Use the Law of Sines to find the missing angle of the triangle. Find m∠B given that c = 83, a = 44, and
m∠A = 31.
A. 76.3°
B. 15.8°
C. 72.7°
D. 164.2°
Need help on how I would go about doing this...step-by-step. Thank you!
the law of sines says that
sinC/c = sinA/a
sinC/83 = sin31°/44
sinC = 0.9715
So, C = 76.3°
A+B+C = 180, so
B = 180 - (31+76.3) = 72.7°
To solve for the missing angle in a triangle using the Law of Sines, you will use the equation:
sin(A) / a = sin(B) / b = sin(C) / c
where A, B, and C are the angles of the triangle, and a, b, and c are the lengths of the opposite sides respectively.
Given that angle A is 31°, side a is 44, and side c is 83, you want to solve for angle B.
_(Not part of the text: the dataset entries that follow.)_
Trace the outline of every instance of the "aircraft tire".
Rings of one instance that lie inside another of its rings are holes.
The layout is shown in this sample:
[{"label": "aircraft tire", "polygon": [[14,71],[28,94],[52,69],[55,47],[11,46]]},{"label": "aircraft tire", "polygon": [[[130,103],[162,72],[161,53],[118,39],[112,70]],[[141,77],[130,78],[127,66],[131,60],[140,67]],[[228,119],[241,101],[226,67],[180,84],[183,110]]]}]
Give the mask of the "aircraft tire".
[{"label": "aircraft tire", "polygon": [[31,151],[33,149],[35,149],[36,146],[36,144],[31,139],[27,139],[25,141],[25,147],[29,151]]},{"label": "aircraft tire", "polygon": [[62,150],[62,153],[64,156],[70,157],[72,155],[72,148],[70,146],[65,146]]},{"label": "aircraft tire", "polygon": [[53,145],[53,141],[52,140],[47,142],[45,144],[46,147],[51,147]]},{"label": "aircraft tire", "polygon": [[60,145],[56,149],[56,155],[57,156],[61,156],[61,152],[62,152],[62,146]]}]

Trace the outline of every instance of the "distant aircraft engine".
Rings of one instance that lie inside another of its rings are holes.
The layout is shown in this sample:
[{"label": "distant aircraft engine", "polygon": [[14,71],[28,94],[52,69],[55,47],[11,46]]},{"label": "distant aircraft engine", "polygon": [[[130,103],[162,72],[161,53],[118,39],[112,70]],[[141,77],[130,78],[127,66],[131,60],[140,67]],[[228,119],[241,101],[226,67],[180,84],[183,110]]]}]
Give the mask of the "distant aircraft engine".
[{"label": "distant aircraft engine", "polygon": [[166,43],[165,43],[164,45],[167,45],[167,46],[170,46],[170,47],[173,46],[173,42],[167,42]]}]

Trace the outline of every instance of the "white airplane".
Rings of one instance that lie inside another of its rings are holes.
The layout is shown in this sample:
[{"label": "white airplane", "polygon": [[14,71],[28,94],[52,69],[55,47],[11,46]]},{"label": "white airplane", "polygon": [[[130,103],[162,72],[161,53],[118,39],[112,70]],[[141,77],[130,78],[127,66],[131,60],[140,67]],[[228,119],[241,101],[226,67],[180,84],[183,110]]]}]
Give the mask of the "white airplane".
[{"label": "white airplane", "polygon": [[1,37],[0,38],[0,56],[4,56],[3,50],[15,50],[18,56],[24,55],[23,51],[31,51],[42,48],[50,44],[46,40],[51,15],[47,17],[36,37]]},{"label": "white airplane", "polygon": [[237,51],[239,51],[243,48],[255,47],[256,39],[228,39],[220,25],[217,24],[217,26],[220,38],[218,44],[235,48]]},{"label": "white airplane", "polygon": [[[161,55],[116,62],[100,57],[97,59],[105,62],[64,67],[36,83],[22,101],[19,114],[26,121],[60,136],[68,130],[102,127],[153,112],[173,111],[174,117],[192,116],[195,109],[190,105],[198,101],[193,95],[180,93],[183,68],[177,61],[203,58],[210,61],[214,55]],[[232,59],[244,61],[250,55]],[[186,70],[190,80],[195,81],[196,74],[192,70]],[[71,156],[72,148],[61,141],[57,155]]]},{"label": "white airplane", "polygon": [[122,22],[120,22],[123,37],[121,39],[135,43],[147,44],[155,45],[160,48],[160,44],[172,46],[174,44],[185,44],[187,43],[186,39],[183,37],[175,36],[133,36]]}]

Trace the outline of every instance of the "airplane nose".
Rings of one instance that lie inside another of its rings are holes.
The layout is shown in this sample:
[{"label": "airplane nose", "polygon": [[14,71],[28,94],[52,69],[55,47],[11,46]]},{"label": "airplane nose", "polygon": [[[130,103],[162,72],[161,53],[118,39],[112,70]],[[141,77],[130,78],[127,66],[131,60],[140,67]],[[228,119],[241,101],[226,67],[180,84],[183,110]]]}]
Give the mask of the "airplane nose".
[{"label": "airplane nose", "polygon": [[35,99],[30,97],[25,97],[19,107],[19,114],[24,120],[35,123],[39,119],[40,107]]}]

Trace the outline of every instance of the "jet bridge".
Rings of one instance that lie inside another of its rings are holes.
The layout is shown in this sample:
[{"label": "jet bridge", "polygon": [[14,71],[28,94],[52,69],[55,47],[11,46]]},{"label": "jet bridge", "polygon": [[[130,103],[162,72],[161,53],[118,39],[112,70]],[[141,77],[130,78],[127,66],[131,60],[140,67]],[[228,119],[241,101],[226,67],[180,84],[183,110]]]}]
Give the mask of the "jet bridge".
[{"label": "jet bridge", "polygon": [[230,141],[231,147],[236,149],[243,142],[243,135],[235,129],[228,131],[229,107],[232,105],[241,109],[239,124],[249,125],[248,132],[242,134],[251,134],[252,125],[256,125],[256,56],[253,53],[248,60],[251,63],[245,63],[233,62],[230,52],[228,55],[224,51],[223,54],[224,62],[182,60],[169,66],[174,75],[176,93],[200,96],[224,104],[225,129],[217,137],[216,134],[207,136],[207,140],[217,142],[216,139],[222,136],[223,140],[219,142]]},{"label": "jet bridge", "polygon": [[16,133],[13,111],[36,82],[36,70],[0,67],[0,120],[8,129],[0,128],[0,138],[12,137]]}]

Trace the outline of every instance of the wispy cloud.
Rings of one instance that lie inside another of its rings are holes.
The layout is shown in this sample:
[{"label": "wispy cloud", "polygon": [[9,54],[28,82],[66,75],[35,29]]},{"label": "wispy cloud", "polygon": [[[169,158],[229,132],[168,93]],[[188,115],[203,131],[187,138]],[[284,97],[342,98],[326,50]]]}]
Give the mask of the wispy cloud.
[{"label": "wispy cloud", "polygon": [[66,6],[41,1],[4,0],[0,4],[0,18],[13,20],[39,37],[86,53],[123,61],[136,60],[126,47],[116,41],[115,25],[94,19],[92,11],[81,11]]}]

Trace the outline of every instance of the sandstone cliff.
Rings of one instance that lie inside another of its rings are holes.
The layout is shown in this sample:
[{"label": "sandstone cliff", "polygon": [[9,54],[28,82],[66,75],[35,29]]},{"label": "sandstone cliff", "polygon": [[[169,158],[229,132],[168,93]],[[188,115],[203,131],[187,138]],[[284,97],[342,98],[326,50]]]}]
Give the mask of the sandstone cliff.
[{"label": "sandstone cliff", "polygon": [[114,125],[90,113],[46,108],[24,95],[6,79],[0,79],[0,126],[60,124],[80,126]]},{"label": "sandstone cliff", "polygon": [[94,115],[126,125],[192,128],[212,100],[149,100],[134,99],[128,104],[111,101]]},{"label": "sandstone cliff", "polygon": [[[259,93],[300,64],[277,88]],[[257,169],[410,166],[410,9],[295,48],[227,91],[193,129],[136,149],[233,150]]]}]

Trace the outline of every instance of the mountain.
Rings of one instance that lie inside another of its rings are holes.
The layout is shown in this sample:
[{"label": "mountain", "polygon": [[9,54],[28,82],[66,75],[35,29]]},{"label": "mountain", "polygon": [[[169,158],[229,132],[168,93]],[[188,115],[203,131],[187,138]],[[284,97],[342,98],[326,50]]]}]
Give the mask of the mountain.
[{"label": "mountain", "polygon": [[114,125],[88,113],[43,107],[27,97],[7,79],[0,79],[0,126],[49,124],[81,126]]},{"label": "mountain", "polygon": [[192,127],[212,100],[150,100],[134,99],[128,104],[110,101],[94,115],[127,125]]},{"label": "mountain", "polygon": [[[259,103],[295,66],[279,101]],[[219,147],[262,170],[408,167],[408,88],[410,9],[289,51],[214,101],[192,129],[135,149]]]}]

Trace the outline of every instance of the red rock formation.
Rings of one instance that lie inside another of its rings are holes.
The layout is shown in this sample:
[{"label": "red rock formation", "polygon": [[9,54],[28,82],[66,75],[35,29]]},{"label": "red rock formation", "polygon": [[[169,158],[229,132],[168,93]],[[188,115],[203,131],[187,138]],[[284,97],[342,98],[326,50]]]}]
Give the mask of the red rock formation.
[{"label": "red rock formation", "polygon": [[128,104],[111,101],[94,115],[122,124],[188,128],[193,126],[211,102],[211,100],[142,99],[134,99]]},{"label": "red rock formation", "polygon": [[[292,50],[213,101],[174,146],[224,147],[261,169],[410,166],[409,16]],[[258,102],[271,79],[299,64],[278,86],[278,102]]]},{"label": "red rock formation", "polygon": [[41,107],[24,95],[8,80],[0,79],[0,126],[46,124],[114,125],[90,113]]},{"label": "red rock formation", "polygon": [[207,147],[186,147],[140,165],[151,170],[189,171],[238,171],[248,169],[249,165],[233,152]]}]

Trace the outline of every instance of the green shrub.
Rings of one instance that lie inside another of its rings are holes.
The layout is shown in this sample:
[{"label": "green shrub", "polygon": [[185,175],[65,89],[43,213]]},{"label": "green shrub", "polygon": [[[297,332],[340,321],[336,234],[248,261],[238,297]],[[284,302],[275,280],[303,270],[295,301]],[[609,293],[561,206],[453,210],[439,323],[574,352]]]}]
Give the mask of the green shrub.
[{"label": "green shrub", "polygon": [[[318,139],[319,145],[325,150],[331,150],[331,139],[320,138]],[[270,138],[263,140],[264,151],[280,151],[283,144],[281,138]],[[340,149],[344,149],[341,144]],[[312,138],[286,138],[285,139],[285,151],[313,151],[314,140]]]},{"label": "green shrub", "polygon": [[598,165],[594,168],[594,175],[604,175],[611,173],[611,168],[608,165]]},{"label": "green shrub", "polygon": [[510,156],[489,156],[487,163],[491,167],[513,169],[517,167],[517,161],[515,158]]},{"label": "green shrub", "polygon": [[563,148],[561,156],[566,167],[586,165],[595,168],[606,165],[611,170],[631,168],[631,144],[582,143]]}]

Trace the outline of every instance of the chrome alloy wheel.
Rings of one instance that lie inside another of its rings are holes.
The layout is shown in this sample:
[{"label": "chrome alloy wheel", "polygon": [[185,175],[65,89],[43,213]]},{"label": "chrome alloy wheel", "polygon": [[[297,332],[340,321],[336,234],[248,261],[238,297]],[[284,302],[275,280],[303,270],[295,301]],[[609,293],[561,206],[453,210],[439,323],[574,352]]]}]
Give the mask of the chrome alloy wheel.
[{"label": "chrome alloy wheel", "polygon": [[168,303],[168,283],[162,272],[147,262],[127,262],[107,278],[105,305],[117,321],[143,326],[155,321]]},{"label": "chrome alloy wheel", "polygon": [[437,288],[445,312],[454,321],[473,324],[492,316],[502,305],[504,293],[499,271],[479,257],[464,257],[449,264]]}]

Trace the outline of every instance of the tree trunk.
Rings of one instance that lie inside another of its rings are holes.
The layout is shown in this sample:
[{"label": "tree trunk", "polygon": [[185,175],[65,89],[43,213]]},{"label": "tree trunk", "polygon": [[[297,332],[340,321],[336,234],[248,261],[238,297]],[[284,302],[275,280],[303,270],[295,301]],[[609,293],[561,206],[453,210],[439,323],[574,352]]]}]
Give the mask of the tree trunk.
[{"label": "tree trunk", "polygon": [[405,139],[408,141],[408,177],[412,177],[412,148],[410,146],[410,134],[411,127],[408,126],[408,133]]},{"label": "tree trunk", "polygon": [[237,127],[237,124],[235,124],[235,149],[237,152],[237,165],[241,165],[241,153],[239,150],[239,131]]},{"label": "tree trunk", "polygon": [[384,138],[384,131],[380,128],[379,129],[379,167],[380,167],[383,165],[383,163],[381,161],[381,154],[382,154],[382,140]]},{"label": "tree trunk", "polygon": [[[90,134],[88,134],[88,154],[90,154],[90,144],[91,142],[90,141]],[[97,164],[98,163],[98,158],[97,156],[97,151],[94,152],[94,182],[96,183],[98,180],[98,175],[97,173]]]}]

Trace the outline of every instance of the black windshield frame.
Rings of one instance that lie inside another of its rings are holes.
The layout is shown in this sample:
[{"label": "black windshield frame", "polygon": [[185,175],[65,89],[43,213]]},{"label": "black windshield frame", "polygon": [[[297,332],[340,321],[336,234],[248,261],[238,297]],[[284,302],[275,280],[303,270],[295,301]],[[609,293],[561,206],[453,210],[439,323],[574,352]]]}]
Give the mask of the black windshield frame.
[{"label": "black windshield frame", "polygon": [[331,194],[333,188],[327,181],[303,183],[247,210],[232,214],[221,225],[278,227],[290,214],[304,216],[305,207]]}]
1. Write down the Law of Sines equation, substituting the known values:
sin(31) / 44 = sin(B) / 83
2. Cross multiply the equation:
44 * sin(B) = 83 * sin(31)
3. Simplify the equation:
sin(B) = (83 * sin(31)) / 44
4. Use the inverse sine function (sin^(-1)) to find the value of B:
B = sin^(-1)((83 * sin(31)) / 44)
5. Calculate B using a calculator:
B ≈ 15.8°
Therefore, the correct answer is B. The missing angle m∠B is approximately 15.8°.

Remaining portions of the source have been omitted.